These Mini Pecan Pie Cookies taste just like the real-deal pecan pie in mini cookie form! Only these guys are allergy friendly and made without refined sugar. You get a cookie, you get a cookie, EVERYBODY gets a cookie!
For the crust:
- 2 cups almond meal
- 3 tablespoons coconut oil
- 3 tablespoons maple syrup
For the filling:
- 1/2 cup chopped pecans + 16 whole pecans for topping
- 1/2 cup minced dates
- 1/3 cup plus 1 tablespoon pure maple syrup
- 1/4 cup date sugar
- 1/4 teaspoon salt
- Grease 2 mini muffin tins liberally with coconut oil spray. Set aside.
- Add the almond meal to a large bowl and set aside. In a small saucepan, heat the coconut oil and maple syrup until melted. Pour this over the almond flour and stir to combine. Take 1 tablespoon of the crust dough and press it into one of the mini muffin tin cups. Be sure to evenly cover the sides and bottom, like a mini pie crust. Repeat with the remaining dough. Place the trays in the fridge to chill for 1 hour.
- While the dough is chilling. Preheat the oven to 350 degrees. Spread the chopped pecans out on a small baking tray. Bake for 5 minutes, or until fragrant and lightly toasted. Add into a medium bowl.

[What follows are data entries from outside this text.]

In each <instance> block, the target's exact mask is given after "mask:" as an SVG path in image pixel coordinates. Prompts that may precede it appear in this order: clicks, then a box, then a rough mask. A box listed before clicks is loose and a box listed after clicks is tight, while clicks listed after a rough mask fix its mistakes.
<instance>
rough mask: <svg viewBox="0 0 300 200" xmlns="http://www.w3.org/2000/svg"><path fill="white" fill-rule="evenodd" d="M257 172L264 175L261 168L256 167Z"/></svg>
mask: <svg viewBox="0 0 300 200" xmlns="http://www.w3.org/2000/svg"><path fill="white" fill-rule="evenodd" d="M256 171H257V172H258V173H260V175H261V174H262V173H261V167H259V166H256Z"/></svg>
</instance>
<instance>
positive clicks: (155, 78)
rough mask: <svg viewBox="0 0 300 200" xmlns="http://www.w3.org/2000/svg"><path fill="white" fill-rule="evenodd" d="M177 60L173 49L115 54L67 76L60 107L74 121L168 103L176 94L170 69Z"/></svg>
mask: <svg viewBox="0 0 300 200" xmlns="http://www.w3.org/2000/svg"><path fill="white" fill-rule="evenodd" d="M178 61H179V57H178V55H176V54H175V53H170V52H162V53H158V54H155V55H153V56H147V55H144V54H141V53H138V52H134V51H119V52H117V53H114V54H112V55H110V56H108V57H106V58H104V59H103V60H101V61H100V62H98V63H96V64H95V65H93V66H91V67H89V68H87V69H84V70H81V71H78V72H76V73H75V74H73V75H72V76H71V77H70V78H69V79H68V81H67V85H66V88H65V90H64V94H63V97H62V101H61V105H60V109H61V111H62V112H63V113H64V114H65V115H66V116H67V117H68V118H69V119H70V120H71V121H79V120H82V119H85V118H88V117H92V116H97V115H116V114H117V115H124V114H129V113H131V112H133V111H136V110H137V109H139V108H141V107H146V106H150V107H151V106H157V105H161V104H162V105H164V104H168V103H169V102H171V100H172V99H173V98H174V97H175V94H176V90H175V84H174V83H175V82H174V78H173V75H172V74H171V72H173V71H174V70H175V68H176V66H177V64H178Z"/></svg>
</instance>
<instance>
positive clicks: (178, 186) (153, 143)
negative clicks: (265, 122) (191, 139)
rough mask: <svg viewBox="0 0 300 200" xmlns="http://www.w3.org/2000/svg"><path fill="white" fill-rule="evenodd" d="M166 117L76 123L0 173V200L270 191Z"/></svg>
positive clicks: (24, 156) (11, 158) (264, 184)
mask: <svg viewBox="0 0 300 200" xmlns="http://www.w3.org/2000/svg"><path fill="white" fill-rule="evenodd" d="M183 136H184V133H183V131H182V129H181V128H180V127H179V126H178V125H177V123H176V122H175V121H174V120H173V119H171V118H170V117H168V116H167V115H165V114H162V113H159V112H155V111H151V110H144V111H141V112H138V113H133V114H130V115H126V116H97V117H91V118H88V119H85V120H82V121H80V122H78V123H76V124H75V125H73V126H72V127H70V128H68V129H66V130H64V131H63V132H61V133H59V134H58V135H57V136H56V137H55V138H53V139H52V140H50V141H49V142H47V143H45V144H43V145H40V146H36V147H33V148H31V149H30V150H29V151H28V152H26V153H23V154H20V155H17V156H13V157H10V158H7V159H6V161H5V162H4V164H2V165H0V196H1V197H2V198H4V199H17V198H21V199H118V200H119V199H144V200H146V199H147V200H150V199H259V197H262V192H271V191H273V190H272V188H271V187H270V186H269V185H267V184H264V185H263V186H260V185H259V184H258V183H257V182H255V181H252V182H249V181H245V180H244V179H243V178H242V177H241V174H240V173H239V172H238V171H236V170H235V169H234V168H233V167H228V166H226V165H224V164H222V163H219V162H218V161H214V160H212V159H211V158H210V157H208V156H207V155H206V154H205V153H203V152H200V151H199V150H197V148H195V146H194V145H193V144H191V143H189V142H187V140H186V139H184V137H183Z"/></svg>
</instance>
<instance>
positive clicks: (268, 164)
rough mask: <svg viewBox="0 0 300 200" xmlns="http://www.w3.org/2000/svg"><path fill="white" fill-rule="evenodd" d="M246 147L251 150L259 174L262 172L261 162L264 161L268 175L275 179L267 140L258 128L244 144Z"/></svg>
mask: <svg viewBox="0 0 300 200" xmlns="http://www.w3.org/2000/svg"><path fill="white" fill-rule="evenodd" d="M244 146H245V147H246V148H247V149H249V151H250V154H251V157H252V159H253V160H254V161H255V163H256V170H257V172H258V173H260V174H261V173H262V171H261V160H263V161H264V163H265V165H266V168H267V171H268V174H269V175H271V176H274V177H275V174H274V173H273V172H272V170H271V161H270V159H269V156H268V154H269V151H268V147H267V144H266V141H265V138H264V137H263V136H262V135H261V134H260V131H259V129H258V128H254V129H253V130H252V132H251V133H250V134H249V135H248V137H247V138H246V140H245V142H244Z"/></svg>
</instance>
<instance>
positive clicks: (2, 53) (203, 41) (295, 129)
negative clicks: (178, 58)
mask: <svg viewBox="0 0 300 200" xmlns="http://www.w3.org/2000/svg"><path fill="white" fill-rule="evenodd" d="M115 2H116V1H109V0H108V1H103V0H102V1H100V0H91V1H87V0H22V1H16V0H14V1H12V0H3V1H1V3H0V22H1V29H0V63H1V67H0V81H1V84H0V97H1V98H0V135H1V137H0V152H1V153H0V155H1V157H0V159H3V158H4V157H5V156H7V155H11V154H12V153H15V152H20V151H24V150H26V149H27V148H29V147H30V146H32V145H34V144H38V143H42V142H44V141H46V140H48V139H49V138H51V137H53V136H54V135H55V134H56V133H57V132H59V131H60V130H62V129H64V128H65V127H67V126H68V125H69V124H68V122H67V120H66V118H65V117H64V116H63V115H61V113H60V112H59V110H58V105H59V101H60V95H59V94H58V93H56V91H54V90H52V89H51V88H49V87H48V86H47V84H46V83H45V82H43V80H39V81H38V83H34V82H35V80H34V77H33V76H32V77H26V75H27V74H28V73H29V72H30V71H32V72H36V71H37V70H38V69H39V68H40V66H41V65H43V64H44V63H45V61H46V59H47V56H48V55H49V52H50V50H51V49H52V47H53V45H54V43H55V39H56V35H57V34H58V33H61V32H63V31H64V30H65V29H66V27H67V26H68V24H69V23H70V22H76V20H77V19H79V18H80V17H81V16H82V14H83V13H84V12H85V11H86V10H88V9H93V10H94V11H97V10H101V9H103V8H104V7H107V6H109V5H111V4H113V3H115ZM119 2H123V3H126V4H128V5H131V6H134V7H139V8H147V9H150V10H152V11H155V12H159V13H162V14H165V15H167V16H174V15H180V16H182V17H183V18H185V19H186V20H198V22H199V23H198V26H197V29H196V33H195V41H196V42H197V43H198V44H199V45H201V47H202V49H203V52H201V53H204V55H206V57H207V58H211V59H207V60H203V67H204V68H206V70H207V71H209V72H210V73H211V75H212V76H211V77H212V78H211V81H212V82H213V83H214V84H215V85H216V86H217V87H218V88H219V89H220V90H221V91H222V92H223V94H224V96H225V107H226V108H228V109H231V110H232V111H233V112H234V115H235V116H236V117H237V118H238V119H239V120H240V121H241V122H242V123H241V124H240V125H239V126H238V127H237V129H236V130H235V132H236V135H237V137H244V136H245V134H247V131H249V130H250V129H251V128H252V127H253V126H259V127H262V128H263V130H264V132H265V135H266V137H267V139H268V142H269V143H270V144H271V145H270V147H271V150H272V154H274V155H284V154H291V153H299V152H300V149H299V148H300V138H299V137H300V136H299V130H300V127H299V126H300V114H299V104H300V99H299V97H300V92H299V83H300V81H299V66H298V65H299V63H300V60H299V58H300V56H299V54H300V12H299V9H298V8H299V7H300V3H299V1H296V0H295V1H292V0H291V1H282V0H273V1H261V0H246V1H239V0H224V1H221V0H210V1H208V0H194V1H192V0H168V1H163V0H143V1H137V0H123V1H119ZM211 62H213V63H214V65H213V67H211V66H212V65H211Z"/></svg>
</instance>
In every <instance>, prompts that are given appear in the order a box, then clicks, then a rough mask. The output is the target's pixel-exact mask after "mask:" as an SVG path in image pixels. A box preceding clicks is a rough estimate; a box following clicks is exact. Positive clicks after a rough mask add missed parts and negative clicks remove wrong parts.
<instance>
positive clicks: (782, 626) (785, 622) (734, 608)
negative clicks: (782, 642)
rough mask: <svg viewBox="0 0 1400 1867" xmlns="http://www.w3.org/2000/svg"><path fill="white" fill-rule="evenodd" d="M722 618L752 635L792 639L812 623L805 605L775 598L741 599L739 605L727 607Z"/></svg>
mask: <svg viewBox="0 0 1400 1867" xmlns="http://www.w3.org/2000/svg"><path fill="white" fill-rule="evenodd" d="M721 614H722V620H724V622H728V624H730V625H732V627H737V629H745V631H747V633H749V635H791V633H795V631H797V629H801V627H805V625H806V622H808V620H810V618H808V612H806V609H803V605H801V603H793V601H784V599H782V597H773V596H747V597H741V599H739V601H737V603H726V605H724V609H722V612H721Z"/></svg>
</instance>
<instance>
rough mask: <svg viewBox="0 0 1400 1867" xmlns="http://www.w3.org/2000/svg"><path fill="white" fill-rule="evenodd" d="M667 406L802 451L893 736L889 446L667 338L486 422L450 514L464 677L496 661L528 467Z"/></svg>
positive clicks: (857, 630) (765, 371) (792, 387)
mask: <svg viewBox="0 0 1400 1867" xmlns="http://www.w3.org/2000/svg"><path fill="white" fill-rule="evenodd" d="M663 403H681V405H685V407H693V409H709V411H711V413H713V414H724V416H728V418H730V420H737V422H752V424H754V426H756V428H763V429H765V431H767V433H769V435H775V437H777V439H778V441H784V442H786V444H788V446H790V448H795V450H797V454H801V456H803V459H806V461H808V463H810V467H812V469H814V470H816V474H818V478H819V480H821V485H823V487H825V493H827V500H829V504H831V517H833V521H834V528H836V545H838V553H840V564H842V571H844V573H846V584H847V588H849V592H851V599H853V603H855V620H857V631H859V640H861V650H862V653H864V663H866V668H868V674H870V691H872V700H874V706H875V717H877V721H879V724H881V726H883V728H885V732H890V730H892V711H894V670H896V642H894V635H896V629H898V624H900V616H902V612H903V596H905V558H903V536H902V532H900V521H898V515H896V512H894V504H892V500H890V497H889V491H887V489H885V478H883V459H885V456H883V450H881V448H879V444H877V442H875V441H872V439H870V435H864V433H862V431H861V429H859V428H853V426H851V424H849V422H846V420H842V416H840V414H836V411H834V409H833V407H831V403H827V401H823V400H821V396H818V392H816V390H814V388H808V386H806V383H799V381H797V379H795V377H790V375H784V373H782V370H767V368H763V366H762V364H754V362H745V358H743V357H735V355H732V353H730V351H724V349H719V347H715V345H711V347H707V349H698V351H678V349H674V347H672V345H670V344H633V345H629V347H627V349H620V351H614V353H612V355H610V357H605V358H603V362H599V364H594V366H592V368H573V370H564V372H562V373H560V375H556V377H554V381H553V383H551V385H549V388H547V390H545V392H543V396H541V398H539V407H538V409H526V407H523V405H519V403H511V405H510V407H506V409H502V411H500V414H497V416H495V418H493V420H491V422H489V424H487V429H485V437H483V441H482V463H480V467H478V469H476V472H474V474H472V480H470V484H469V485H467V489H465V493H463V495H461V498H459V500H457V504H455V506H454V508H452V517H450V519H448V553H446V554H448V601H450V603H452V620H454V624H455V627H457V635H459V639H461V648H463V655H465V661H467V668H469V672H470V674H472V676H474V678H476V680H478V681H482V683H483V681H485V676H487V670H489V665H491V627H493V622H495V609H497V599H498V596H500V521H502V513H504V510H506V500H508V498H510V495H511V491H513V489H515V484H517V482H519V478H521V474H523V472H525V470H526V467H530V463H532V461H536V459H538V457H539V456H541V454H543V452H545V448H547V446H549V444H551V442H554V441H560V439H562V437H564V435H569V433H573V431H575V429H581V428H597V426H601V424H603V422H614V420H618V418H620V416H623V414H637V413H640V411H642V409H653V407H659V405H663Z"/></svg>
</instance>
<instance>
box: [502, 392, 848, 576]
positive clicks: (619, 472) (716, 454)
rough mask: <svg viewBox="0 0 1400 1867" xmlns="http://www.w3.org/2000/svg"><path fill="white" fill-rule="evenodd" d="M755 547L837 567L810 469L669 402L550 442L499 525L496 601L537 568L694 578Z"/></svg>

- Add the remaining filling ingredients into the pecans and stir to combine. Set aside.
- Once the dough has chilled, bake for 10 minutes. Remove from the oven and let cool completely.
- Evenly split the filling between all of the cups. Top each with a whole pecan and bake for another 10 minutes. Remove from the oven and let cool completely in the tart cups. Using a butter knife or spoon, loosen the cookies from their cups and remove. Serve.